Don't count, predict

In the past couple of years, neural networks have nearly taken over the field of NLP, as they are being used in recent state-of-the-art systems for many tasks. One interesting application is distributional semantics, as they can be used to learn intelligent dense vector representations for words. Marco Baroni, Georgiana Dinu and German Kruszewski presented a paper in ACL 2014 called “Don’t count, predict! A systematic comparison of context-counting vs. context-predicting semantic vectors“, where they compare these new neural-network models with more traditional context vectors on a range of different tasks. Here I will try to give an overview and a summary of their work.

Distributional hypothesis

The goal is to find how similar two words are to each other semantically. The distributional hypothesis states:

Words which are similar in meaning occur in similar contexts
(Rubenstein & Goodenough, 1965).

Therefore, if we want to find a word similar to “magazine”, we can look for words that occur in similar contexts, such as “newspaper”.

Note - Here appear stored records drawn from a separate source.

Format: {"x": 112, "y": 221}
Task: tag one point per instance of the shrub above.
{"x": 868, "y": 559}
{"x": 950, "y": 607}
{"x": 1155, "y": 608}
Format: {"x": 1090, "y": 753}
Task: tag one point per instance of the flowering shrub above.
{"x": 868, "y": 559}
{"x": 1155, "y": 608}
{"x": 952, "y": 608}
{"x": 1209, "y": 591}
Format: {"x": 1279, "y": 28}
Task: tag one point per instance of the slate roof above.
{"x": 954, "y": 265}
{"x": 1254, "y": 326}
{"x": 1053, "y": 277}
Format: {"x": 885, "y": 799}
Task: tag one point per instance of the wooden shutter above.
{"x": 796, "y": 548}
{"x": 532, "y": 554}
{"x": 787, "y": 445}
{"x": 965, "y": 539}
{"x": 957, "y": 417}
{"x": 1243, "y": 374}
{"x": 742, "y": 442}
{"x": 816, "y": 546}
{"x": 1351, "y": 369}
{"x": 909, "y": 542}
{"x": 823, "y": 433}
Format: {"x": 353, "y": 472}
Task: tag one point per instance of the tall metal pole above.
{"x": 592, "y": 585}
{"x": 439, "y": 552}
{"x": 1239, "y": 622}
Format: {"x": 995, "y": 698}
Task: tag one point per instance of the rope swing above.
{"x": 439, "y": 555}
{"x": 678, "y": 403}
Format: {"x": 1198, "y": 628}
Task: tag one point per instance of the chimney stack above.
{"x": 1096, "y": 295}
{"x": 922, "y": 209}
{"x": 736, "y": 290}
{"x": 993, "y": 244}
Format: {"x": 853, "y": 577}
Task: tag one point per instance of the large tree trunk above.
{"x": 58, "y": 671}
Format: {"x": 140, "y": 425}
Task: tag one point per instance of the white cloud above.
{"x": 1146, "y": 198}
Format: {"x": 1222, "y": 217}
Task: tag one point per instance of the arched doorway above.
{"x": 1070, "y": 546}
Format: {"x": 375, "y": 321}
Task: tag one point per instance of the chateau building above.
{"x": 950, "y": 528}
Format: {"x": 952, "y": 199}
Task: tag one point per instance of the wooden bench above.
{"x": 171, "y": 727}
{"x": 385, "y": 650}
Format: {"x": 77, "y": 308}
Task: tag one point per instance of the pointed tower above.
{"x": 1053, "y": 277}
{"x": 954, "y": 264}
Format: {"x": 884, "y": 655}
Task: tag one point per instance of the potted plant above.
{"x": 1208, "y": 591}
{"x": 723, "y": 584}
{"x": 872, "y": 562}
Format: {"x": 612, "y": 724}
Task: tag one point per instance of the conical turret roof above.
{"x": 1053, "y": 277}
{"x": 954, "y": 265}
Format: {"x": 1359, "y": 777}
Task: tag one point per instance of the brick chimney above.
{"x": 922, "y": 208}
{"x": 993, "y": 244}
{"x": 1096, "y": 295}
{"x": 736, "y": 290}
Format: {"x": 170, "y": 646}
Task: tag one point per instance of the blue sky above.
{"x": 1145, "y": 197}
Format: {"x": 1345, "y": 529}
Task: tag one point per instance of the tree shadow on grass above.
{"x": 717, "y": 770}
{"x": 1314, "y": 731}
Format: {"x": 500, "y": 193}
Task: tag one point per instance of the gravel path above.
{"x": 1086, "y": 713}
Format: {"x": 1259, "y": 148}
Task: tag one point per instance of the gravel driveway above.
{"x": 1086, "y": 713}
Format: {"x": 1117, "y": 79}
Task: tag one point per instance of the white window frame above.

I was reading a magazine today	I was reading a newspaper today
The magazine published an article	The newspaper published an article
He buys this magazine every day	He buys this newspaper every day

Also, if we want to find how similar “magazine” and “newspaper” are, we can compare how similar are all the contexts in which they appear. For example, to find the similarity between two words, we can represent the contexts as feature vectors and calculate the cosine similarity between their corresponding vectors.

The counting model

In a traditional counting model, we count how many times a certain context word appears near our main word. We have to manually choose a window size – the number of words we count on either side of the main word.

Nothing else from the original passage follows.